● 手帳をやめてスマートフォンのカレンダーアプリを使うなんて,荒唐無稽というか埒もないことだと思っていた。どう考えたって,紙の手帳がいいはずだ。
起動に時間がかからない,バッテリーを要しない,入力が速い,多様な書き方を受け容れる,一覧性が高い。どこをどういじったところで,紙の手帳にアドバンテージがある。
● でも,最近,ちょっと揺れている。
理由のひとつは,スマホをAndroidからiPhoneに替えたこと。せっかく替えたんだから,肌身離さず持ち歩きたいわけですよ。使っている時間を長くしたいわけですよ。
そのためにはiPhoneを手帳にしちゃうのは,効果的な一手ではないかな,と。
● 朝一番にiPhoneに「ボス,今日の予定は・・・・・・です」って教えてもらいたいわけですよ。Siriに話しかけると,女性の声で答えてくれるんだからね。

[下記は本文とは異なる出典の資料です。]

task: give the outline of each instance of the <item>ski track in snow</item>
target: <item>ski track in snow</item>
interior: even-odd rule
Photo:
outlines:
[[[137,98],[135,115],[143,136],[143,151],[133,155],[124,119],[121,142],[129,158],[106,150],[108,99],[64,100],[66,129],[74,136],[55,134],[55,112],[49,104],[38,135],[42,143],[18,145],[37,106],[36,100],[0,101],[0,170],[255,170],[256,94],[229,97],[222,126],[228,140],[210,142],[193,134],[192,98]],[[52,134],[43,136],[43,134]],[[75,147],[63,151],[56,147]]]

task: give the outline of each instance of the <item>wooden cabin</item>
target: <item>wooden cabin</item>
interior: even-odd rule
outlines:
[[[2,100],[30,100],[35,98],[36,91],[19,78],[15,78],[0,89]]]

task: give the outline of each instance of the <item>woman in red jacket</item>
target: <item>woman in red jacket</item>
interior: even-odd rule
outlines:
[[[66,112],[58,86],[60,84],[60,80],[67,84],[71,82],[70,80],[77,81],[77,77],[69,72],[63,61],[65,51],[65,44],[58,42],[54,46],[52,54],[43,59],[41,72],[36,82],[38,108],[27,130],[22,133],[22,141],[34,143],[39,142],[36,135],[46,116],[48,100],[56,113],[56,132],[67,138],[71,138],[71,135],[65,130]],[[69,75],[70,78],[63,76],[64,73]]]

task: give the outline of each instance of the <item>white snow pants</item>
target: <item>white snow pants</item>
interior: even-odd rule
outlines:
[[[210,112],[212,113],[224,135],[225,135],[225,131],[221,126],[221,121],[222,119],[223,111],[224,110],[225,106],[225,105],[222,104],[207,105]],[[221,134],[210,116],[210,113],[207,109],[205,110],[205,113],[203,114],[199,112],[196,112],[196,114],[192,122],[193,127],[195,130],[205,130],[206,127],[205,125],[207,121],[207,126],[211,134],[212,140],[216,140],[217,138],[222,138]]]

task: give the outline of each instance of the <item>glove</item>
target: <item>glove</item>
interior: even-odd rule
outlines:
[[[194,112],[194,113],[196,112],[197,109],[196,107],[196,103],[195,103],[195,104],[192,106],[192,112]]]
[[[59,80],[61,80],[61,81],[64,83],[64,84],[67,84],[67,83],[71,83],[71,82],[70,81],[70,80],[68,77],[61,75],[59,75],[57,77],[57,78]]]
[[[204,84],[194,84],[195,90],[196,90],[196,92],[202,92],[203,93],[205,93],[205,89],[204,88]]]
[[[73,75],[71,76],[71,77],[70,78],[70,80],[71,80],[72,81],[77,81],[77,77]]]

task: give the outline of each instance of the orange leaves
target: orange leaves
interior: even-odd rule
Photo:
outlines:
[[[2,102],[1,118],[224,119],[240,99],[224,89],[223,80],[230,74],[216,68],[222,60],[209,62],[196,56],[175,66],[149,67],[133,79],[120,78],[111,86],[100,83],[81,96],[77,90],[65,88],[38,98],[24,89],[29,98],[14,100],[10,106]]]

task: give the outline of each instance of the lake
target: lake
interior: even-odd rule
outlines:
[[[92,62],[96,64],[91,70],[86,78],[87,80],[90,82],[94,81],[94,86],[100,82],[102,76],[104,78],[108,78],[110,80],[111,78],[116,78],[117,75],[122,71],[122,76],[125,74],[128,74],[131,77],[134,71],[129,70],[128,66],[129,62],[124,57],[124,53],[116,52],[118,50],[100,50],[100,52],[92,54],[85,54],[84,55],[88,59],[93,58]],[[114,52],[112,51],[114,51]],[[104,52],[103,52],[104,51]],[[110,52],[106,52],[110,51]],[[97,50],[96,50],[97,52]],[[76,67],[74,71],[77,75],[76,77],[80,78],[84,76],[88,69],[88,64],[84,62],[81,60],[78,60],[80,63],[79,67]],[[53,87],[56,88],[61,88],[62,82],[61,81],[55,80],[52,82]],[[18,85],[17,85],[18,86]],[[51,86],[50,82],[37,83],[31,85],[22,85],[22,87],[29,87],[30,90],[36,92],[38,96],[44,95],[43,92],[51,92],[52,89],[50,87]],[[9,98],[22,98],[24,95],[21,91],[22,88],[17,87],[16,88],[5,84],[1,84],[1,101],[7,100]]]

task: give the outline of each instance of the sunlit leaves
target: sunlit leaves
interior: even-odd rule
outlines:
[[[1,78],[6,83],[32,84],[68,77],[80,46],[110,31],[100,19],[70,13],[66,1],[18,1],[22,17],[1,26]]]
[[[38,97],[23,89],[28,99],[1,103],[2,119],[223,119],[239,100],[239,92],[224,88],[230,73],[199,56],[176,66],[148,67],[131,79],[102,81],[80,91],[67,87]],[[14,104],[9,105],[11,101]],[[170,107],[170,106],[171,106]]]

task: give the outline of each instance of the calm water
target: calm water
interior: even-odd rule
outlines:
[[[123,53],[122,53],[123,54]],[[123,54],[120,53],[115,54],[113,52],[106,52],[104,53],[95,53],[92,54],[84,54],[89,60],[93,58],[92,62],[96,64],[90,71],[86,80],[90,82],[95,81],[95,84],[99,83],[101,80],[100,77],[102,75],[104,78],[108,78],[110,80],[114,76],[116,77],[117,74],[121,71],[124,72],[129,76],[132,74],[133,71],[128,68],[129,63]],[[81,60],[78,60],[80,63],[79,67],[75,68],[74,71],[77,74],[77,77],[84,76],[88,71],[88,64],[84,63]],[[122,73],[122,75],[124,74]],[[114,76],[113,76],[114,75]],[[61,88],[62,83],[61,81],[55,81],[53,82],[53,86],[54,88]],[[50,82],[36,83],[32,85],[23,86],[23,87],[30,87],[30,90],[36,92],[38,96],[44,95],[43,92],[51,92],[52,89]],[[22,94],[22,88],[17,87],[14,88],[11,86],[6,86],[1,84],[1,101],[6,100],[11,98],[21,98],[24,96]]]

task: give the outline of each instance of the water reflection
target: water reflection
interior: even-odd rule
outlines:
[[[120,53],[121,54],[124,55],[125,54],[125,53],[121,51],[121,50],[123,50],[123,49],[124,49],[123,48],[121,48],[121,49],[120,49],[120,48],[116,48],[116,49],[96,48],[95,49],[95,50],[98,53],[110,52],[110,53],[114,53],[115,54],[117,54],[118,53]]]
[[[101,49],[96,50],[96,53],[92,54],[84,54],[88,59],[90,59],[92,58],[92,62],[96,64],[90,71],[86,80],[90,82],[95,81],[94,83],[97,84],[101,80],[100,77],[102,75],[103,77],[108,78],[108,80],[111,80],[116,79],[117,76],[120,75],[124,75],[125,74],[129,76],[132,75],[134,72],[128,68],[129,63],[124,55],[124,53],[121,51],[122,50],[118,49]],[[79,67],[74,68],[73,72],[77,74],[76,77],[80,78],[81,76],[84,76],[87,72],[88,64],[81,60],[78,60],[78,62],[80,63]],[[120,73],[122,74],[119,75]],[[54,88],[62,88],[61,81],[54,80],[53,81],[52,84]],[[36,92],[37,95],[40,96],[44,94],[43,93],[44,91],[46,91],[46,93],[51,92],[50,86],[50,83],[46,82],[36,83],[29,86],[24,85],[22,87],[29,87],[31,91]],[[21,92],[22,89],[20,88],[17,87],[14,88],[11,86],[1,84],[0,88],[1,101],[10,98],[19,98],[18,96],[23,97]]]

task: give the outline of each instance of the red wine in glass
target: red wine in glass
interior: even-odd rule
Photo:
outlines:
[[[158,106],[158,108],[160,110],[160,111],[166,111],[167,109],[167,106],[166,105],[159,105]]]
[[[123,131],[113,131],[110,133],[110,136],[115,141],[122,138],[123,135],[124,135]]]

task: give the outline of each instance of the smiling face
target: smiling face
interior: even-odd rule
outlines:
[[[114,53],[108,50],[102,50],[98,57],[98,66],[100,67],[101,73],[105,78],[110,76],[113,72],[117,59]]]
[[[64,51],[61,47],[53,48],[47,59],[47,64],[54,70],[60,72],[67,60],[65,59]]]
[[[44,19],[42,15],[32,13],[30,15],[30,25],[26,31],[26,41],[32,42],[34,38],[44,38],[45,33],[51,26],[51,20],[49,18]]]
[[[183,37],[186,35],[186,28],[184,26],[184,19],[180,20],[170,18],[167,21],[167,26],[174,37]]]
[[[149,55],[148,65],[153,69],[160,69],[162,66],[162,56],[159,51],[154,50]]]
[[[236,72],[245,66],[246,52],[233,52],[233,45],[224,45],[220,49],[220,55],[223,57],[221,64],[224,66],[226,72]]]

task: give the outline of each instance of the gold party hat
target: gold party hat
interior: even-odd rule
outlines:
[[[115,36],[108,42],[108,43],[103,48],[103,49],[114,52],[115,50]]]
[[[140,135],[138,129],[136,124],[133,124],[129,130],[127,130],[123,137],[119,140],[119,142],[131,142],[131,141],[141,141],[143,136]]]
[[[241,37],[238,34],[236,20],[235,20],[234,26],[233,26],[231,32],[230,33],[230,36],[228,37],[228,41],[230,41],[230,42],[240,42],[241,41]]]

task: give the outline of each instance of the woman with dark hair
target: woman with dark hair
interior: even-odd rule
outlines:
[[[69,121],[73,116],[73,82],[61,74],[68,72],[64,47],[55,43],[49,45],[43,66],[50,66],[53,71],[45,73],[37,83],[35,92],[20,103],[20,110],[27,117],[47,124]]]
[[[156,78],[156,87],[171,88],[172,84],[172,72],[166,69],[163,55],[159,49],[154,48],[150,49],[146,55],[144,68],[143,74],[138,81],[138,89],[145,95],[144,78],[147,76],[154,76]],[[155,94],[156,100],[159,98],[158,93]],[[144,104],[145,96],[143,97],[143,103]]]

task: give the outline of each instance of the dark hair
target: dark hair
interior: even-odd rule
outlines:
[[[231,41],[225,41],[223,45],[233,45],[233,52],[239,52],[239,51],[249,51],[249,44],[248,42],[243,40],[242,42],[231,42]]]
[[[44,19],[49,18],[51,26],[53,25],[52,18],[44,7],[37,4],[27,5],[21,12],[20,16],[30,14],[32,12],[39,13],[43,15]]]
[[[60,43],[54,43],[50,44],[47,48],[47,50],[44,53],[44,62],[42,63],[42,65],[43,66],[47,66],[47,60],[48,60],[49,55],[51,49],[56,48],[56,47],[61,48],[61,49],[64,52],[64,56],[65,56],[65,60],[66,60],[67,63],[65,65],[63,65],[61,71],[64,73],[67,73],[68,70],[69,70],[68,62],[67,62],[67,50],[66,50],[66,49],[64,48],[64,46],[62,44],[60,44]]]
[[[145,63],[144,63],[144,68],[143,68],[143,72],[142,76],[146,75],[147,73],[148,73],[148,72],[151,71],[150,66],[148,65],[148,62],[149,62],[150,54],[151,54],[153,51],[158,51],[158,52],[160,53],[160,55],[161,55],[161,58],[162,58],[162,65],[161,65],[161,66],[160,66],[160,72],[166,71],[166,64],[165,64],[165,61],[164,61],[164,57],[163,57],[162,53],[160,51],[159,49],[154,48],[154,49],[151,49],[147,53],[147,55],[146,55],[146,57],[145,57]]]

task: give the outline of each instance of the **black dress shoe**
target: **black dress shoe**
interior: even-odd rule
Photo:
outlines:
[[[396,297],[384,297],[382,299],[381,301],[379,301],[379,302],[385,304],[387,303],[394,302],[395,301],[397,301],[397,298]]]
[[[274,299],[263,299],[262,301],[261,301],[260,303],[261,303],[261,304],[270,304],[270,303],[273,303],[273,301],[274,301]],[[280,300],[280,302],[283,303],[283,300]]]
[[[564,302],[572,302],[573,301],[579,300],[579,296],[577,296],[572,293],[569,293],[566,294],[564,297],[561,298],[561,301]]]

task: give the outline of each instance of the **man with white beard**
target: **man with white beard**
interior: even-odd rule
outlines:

この程度の仕掛けでも(って,相当たいした仕掛けだよね),何というか,生命を感じるというか,擬人化できるというか。秘書を持ったような気分になるじゃないですか。
● ぼくら,秘書なんて絶対持てませんよね。第一,やってもらう仕事もないし。
それに,生身の秘書を持つことは,こちらの自由をコストとして差しだすことでもあって,相当に気ぶっせいだと思う。奥さんのほかに秘書までいたら,ほとんど自由はなくなる。
その点,スマホの秘書は慎ましいからね。余計な詮索はしないしさ。だから,ひじょうに有能な(こちらに都合のいい)秘書になってくれるはずだ。
● パソコンの普及期にも,パソコンを使うと生産性があがる,秘書を3人付けたようなものだっていうような言われ方をしたけれども,パソコンはその形状からして,どうもそういう気分にはならない。
その点,スマホはいつも持ち歩ける。一緒に過ごす時間が長くなる。しかも,音楽プレーヤーとして使ったり,カメラとして使ったり,ネットを見たり,メールを出したり,ゲームをしたり,とにかくしょっちゅう使っている。その分,思いを込めやすい。
● 理由の2番目は,予定がたくさんはないことだ。手帳術と名のつく書籍や雑誌を見ると,“手帳術=スケジュール管理術”で,多くの予定を効率的にこなすために手帳をどう使えばいいのか,を説いているものがほとんどじゃないか。
が,ぼくは「術」を要するほどの予定は抱えていない。
● であるからして,デジタル化することのデメリットはさほど受けないんじゃないかと思う(メリットの方もさほど享受できないはずだ)。
つまり,紙の手帳だろうがスマホを使おうが,どっちでもいいんじゃないのっていう程度だ。
● 理由の3番目。これが最も大きいかと思うんだけど,手書き欲望は“何でも帳”のダイスキンで満たされていること。
アナログかデジタルかって,手書きが好きかどうかってことでもあって(違うか),ぜんぶデジタルにしちゃうと,紙にペンで書くっていう楽しみが失われる。それがイヤだというなら,アナログで残しておかないと欲求不満になる。
● そちらはノート(メモ帳)で満たされるので,手帳はデジタルでもいいかと思うわけなんでした。
ただし,では今日からさっそくiPhoneでってことにはならない。紙の手帳のメリットがあまりに大きいと思われるので。
しばらくウジウジと揺れていることになると思う。